37 Gonorreia: Infecção bacteriana que compromete o trato genital, produzida por uma bactéria chamada Neisseria gonorrhoeae. Produz uma secreção branca amarelada que sai pela uretra juntamente com ardor ao urinar. É uma causa de infertilidade masculina.Em mulheres, a infecção pode não ser aparente. Se passar despercebida, pode se tornar crônica e ascender, atingindo os anexos uterinos (trompas, útero, ovários) e causar Doença Inflamatória Pélvica e mesmo infertilidade feminina.
38 Mãos: Articulação entre os ossos do metacarpo e as falanges.
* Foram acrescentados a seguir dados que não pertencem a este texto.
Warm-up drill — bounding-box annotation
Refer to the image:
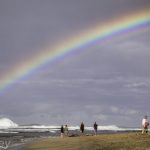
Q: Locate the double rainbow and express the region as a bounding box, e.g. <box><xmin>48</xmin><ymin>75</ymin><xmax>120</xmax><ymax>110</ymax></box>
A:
<box><xmin>0</xmin><ymin>8</ymin><xmax>150</xmax><ymax>93</ymax></box>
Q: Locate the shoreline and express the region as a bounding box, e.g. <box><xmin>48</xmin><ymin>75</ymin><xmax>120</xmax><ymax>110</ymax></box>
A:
<box><xmin>24</xmin><ymin>132</ymin><xmax>150</xmax><ymax>150</ymax></box>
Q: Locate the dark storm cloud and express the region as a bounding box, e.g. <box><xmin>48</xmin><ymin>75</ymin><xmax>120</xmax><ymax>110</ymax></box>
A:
<box><xmin>0</xmin><ymin>0</ymin><xmax>150</xmax><ymax>126</ymax></box>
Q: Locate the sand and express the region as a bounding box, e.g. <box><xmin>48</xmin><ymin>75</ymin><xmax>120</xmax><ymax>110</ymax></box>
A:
<box><xmin>25</xmin><ymin>132</ymin><xmax>150</xmax><ymax>150</ymax></box>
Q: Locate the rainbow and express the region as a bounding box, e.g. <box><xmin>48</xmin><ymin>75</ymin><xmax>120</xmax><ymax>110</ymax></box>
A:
<box><xmin>0</xmin><ymin>8</ymin><xmax>150</xmax><ymax>93</ymax></box>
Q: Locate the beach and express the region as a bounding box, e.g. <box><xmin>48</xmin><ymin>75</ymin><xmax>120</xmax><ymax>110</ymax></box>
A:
<box><xmin>25</xmin><ymin>132</ymin><xmax>150</xmax><ymax>150</ymax></box>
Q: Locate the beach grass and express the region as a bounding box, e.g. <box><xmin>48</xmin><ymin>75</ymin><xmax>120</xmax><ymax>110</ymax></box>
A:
<box><xmin>26</xmin><ymin>132</ymin><xmax>150</xmax><ymax>150</ymax></box>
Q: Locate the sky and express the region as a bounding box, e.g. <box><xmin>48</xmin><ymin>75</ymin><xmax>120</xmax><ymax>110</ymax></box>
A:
<box><xmin>0</xmin><ymin>0</ymin><xmax>150</xmax><ymax>127</ymax></box>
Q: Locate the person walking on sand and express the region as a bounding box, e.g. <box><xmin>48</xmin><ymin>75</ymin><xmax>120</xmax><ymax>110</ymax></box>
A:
<box><xmin>80</xmin><ymin>122</ymin><xmax>84</xmax><ymax>134</ymax></box>
<box><xmin>60</xmin><ymin>125</ymin><xmax>64</xmax><ymax>138</ymax></box>
<box><xmin>64</xmin><ymin>124</ymin><xmax>68</xmax><ymax>136</ymax></box>
<box><xmin>142</xmin><ymin>116</ymin><xmax>149</xmax><ymax>134</ymax></box>
<box><xmin>93</xmin><ymin>122</ymin><xmax>98</xmax><ymax>135</ymax></box>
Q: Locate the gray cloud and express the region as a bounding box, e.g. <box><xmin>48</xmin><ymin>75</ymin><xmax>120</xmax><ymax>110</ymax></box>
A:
<box><xmin>0</xmin><ymin>0</ymin><xmax>150</xmax><ymax>126</ymax></box>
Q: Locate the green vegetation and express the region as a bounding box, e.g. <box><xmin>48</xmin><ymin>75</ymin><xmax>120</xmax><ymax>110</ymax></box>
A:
<box><xmin>26</xmin><ymin>133</ymin><xmax>150</xmax><ymax>150</ymax></box>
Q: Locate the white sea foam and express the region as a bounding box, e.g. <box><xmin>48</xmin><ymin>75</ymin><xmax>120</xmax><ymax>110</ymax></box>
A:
<box><xmin>0</xmin><ymin>118</ymin><xmax>141</xmax><ymax>133</ymax></box>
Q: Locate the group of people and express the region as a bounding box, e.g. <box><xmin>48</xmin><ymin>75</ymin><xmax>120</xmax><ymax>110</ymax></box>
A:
<box><xmin>60</xmin><ymin>116</ymin><xmax>149</xmax><ymax>137</ymax></box>
<box><xmin>60</xmin><ymin>122</ymin><xmax>98</xmax><ymax>137</ymax></box>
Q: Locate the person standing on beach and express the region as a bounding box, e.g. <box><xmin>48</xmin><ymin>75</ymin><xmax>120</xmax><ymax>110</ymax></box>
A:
<box><xmin>80</xmin><ymin>122</ymin><xmax>84</xmax><ymax>134</ymax></box>
<box><xmin>60</xmin><ymin>125</ymin><xmax>64</xmax><ymax>138</ymax></box>
<box><xmin>93</xmin><ymin>122</ymin><xmax>98</xmax><ymax>135</ymax></box>
<box><xmin>142</xmin><ymin>116</ymin><xmax>149</xmax><ymax>134</ymax></box>
<box><xmin>64</xmin><ymin>125</ymin><xmax>68</xmax><ymax>136</ymax></box>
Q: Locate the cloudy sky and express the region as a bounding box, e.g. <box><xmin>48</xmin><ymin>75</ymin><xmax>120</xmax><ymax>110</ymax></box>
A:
<box><xmin>0</xmin><ymin>0</ymin><xmax>150</xmax><ymax>126</ymax></box>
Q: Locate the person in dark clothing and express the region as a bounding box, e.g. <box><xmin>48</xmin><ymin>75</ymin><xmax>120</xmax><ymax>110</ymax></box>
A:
<box><xmin>60</xmin><ymin>125</ymin><xmax>64</xmax><ymax>137</ymax></box>
<box><xmin>80</xmin><ymin>122</ymin><xmax>84</xmax><ymax>134</ymax></box>
<box><xmin>93</xmin><ymin>122</ymin><xmax>98</xmax><ymax>135</ymax></box>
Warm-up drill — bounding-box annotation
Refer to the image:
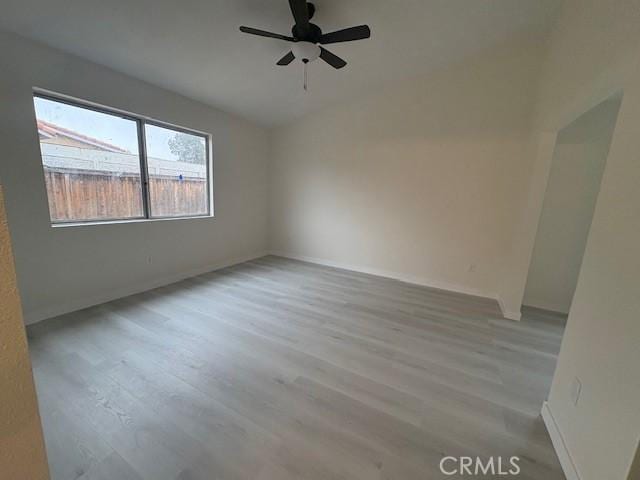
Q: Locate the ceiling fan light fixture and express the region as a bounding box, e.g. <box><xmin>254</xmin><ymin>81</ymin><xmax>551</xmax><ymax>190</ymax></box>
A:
<box><xmin>291</xmin><ymin>42</ymin><xmax>320</xmax><ymax>63</ymax></box>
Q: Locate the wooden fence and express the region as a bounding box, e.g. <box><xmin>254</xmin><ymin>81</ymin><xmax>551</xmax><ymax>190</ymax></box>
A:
<box><xmin>45</xmin><ymin>168</ymin><xmax>208</xmax><ymax>222</ymax></box>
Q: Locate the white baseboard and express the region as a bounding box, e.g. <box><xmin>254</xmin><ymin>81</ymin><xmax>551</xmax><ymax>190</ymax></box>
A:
<box><xmin>496</xmin><ymin>295</ymin><xmax>522</xmax><ymax>322</ymax></box>
<box><xmin>269</xmin><ymin>251</ymin><xmax>499</xmax><ymax>304</ymax></box>
<box><xmin>523</xmin><ymin>299</ymin><xmax>569</xmax><ymax>315</ymax></box>
<box><xmin>542</xmin><ymin>402</ymin><xmax>581</xmax><ymax>480</ymax></box>
<box><xmin>24</xmin><ymin>252</ymin><xmax>268</xmax><ymax>325</ymax></box>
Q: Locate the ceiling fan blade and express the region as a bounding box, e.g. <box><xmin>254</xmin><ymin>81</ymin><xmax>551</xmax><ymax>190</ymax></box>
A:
<box><xmin>289</xmin><ymin>0</ymin><xmax>309</xmax><ymax>31</ymax></box>
<box><xmin>320</xmin><ymin>25</ymin><xmax>371</xmax><ymax>45</ymax></box>
<box><xmin>278</xmin><ymin>52</ymin><xmax>296</xmax><ymax>66</ymax></box>
<box><xmin>320</xmin><ymin>47</ymin><xmax>347</xmax><ymax>69</ymax></box>
<box><xmin>240</xmin><ymin>27</ymin><xmax>296</xmax><ymax>42</ymax></box>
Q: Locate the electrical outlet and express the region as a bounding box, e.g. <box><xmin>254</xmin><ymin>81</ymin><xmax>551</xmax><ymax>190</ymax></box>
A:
<box><xmin>571</xmin><ymin>377</ymin><xmax>582</xmax><ymax>407</ymax></box>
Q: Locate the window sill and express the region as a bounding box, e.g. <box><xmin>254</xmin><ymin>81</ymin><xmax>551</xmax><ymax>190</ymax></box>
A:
<box><xmin>51</xmin><ymin>214</ymin><xmax>214</xmax><ymax>228</ymax></box>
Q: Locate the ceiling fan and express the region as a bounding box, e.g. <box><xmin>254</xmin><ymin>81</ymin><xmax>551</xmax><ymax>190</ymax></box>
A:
<box><xmin>240</xmin><ymin>0</ymin><xmax>371</xmax><ymax>69</ymax></box>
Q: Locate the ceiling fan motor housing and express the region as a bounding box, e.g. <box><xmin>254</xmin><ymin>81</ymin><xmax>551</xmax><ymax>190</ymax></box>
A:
<box><xmin>291</xmin><ymin>42</ymin><xmax>320</xmax><ymax>63</ymax></box>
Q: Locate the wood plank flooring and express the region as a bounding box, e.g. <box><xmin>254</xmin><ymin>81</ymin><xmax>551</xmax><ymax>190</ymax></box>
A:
<box><xmin>28</xmin><ymin>257</ymin><xmax>564</xmax><ymax>480</ymax></box>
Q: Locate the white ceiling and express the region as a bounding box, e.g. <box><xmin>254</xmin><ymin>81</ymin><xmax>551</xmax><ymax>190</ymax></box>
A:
<box><xmin>0</xmin><ymin>0</ymin><xmax>559</xmax><ymax>126</ymax></box>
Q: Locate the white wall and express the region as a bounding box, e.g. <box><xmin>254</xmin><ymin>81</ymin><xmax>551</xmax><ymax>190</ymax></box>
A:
<box><xmin>270</xmin><ymin>38</ymin><xmax>540</xmax><ymax>297</ymax></box>
<box><xmin>523</xmin><ymin>99</ymin><xmax>620</xmax><ymax>313</ymax></box>
<box><xmin>524</xmin><ymin>0</ymin><xmax>640</xmax><ymax>480</ymax></box>
<box><xmin>0</xmin><ymin>184</ymin><xmax>49</xmax><ymax>480</ymax></box>
<box><xmin>0</xmin><ymin>32</ymin><xmax>269</xmax><ymax>322</ymax></box>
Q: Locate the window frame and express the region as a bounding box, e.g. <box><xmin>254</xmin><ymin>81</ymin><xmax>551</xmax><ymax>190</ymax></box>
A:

39 Tuberculose: Doença infecciosa crônica produzida pelo bacilo de Koch (Mycobacterium tuberculosis). Produz doença pulmonar, podendo disseminar-se para qualquer outro órgão. Os sintomas de tuberculose pulmonar consistem em febre, tosse, expectoração, hemoptise, acompanhada de perda de peso e queda do estado geral. Em países em desenvolvimento (como o Brasil) aconselha-se a vacinação com uma cepa atenuada desta bactéria (vacina BCG).
40 Meningite: Inflamação das meninges, aguda ou crônica, quase sempre de origem infecciosa, com ou sem reação purulenta do líquido cefalorraquidiano. As meninges são três membranas superpostas (dura-máter, aracnoide e pia-máter) que envolvem o encéfalo e a medula espinhal.
41 Bactéria: Organismo unicelular, capaz de auto-reproduzir-se. Existem diferentes tipos de bactérias, classificadas segundo suas características de crescimento (aeróbicas ou anaeróbicas, etc.), sua capacidade de absorver corantes especiais (Gram positivas, Gram negativas), segundo sua forma (bacilos, cocos, espiroquetas, etc.). Algumas produzem infecções no ser humano, que podem ser bastante graves.
42 Mucosas: Tipo de membranas, umidificadas por secreções glandulares, que recobrem cavidades orgânicas em contato direto ou indireto com o meio exterior.
43 Urina: Resíduo líquido produzido pela filtração renal no organismo, estocado na bexiga e expelido pelo ato de urinar.
44 Cutânea: Que diz respeito à pele, à cútis.
45 Esquistossomose: Doença produzida no homem por vermes do gênero Schistosoma, especialmente S. mansoni, S. haematobium e S. japonicum. No Brasil, há apenas a espécie Schistossoma mansoni, que causa diarreia, hepatomegalia e esplenomegalia.